Festas juninas como as realizadas em quarteirões e em igrejas e escolas têm, em geral, vários personagens principais. Entre eles estão os voluntários, que dedicam horas do seu dia e até abdicam do seu momento de descanso para organizar festividades como a de Santo Antônio, no Jardim Bela Vista.

A festa tradicional da comunidade é realizada há 68 anos e depende exclusivamente do trabalho de voluntários, como é o caso de Dinorah Campanelli Simonetti, que comanda a Pastoral da Saúde daquela igreja.

Dinorah e mais 44 senhoras comandam a distribuição dos pães de Santo Antônio e a comercialização dos lírios. Maria da Costa e Maria José Ruiz são duas voluntárias que trabalham no grupo comandado por Simonetti. “Além de participar da festa, a gente trabalha o ano inteiro na distribuição de pães, remédios para as pessoas mais necessitadas”, lembra Ruiz.

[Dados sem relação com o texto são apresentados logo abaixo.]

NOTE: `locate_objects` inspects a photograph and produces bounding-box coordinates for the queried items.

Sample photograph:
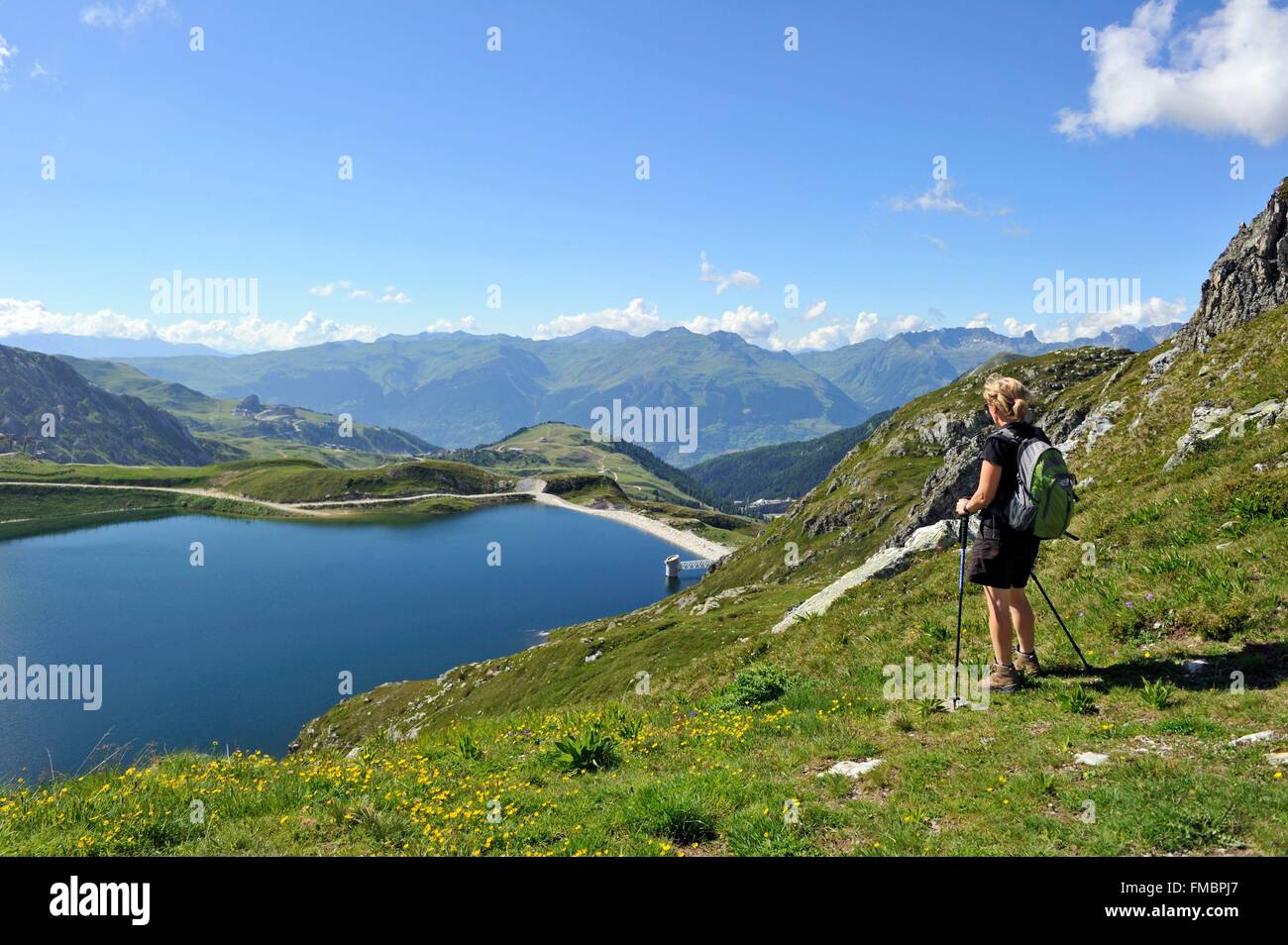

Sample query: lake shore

[528,491,733,560]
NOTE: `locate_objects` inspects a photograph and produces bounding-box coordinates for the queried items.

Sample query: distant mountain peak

[1176,177,1288,351]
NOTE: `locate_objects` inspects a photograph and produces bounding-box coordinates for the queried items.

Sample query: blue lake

[0,504,697,781]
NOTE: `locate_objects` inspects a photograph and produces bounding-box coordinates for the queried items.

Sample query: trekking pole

[953,515,970,708]
[1029,572,1092,672]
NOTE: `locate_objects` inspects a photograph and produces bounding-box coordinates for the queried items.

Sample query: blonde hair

[984,374,1033,424]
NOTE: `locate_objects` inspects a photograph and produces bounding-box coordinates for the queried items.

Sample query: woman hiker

[957,374,1047,692]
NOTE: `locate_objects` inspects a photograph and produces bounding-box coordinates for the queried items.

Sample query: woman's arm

[957,460,1002,515]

Gerson Rodrigues e Hissao Fugiwara também têm seu papel para a o sucesso da festa. Eles são responsáveis por fazer e assar milhares de espetos de kaftas que serão comercializados durante o evento. “Cada um ajuda com o pode, a gente faz o que sabe e o que gosta de fazer”, explica Fugiwara.

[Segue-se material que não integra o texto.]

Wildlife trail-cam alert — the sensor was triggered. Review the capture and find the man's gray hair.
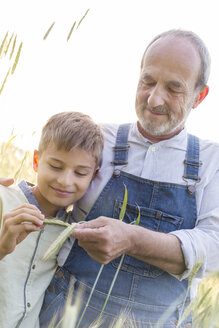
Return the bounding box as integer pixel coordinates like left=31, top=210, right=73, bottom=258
left=141, top=29, right=211, bottom=88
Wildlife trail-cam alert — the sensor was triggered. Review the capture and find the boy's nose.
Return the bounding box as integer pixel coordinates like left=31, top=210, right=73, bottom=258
left=57, top=172, right=74, bottom=187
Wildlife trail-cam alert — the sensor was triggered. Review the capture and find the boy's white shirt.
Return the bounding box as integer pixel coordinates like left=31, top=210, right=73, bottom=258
left=0, top=181, right=63, bottom=328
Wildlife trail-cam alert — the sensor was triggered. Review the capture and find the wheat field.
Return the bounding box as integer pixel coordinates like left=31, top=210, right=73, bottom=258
left=0, top=140, right=219, bottom=328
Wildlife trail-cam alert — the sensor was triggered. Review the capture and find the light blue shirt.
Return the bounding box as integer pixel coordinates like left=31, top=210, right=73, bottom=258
left=59, top=123, right=219, bottom=288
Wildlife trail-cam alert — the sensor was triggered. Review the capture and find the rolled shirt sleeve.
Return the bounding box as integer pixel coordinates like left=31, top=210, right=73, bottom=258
left=171, top=171, right=219, bottom=280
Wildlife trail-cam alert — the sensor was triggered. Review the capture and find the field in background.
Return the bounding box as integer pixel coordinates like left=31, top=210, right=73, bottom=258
left=0, top=137, right=219, bottom=328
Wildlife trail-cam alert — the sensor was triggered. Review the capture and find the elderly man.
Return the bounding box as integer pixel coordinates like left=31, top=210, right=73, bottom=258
left=3, top=30, right=219, bottom=328
left=41, top=30, right=219, bottom=328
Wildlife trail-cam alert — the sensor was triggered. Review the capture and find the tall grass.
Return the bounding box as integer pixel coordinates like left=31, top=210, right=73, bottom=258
left=0, top=136, right=36, bottom=183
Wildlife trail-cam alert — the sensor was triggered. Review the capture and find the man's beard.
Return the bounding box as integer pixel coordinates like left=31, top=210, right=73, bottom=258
left=136, top=103, right=191, bottom=136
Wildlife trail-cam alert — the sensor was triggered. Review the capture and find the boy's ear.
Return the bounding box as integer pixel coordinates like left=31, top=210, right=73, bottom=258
left=33, top=150, right=39, bottom=172
left=192, top=85, right=209, bottom=108
left=92, top=166, right=100, bottom=180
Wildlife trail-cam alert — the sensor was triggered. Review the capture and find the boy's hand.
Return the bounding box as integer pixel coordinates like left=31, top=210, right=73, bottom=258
left=0, top=204, right=44, bottom=259
left=0, top=178, right=14, bottom=187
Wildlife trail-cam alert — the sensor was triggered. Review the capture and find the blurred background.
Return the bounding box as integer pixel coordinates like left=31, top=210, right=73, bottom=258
left=0, top=0, right=219, bottom=150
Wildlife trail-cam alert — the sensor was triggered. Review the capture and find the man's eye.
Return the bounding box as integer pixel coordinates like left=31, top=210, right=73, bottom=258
left=75, top=172, right=87, bottom=177
left=49, top=164, right=61, bottom=170
left=142, top=80, right=154, bottom=87
left=169, top=88, right=180, bottom=94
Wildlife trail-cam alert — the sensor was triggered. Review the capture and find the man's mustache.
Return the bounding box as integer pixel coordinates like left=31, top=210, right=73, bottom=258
left=140, top=103, right=170, bottom=115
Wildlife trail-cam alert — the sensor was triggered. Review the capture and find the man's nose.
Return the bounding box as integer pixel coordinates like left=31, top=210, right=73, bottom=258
left=147, top=86, right=165, bottom=107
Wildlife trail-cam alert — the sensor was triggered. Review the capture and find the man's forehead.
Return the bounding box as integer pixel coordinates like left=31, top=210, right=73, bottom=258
left=141, top=36, right=201, bottom=79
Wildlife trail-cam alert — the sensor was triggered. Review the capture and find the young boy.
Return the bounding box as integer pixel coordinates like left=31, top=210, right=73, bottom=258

Na cozinha, mais voluntárias trabalham horas e horas para não faltar nada durante os dias de festa. Salgados, assados, doces e tantos outros pratos são preparados por devotos de Santo Antônio que trabalham dia e noite para não faltar nada. Ângela Marcondes de Oliveira é chefe da cozinha na festa de Santo Antônio, na Bela Vista. “Eu tinha 16 anos quando comecei a ajudar. São 50 anos, sempre ajudando aqui”, conta.